Fotos como esta, que alguna vez fue en blanco y negro y hoy es café y amarillo, son raíces de muchos recuerdos. Aparecemos mi mamá, embellecida por una moña, cuyo ritual preparatorio siempre admiré por su paciencia, vestido negro ceñido de una sola pieza, adornado con un collar de cuentas blancas y la infaltable cartera. Yo visto un jean que al parecer me quedaba grande, un suéter que si mal no recuerdo era azul marino con vivos amarillos y camino sobre una de las tantas materas que adornaban el, por esa época, parque público Nariño.

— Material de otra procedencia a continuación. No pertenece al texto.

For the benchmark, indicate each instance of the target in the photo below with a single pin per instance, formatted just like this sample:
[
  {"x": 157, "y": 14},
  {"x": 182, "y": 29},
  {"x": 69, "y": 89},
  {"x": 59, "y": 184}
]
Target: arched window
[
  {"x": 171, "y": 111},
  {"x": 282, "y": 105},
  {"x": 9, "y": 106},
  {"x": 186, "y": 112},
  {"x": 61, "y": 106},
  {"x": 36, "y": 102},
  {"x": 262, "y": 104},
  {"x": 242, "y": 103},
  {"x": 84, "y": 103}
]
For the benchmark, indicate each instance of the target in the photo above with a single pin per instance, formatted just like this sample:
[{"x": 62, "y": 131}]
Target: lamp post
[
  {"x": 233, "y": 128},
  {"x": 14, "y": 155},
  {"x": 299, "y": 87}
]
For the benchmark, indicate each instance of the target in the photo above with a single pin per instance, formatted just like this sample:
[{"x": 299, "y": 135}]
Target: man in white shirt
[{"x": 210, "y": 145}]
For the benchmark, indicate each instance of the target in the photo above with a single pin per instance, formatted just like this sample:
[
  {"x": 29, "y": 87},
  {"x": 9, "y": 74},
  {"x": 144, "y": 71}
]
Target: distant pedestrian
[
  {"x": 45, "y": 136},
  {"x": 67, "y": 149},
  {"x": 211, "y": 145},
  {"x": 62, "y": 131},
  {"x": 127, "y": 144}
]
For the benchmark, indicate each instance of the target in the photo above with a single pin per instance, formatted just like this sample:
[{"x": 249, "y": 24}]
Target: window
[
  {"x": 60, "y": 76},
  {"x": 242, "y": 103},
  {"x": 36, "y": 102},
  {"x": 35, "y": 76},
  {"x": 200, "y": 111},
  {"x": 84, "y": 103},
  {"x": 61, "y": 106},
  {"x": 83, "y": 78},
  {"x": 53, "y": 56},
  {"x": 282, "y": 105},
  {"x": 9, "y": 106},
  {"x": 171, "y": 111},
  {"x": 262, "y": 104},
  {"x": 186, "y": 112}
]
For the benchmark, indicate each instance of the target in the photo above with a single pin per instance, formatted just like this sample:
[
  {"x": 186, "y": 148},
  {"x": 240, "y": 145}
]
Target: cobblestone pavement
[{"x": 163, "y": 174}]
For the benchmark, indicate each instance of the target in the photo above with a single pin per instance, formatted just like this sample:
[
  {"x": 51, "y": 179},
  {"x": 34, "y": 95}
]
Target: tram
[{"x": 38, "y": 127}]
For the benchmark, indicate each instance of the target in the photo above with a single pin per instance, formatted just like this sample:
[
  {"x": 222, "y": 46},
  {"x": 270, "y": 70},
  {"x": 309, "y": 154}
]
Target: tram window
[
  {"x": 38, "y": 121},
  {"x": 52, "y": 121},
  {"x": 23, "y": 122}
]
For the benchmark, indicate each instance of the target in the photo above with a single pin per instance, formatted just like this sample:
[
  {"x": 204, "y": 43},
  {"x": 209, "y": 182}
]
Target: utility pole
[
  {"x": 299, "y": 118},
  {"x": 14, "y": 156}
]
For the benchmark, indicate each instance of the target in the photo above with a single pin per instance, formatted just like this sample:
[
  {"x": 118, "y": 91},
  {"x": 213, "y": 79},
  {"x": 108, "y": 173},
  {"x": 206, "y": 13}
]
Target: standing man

Lo evoco entre las carreras octava y séptima y las calles octava y novena del Bogotá de los primeros años sesenta y recuerdo que ese parque existe aún, pero hace unos días dejó de ser público, porque uno de los inquilinos del Palacio de San Carlos, residencia de los presidentes de antaño, lo convirtió en parte oficial del nuevo Palacio presidencial Antonio Nariño y la conversión arrastró la siguiente cuadra con otro parque emblemático: “El Parque de los Leones”.

La foto pertenece a los tiempos en que los fotógrafos callejeros “congelaban un instante de la vida”, según su eslogan, y esta foto fijó para siempre nuestro paso por la acera oriental, o carrera séptima, de aquel parque que por razones que no sabría explicar, siempre he recordado como triste, pero que formaba obligada parte del septimazo, para quienes vivíamos en los barrios Santa Bárbara, Las Cruces, San Bernardo u otros, y veníamos a cine o al comercio cercano de la plaza de Bolívar.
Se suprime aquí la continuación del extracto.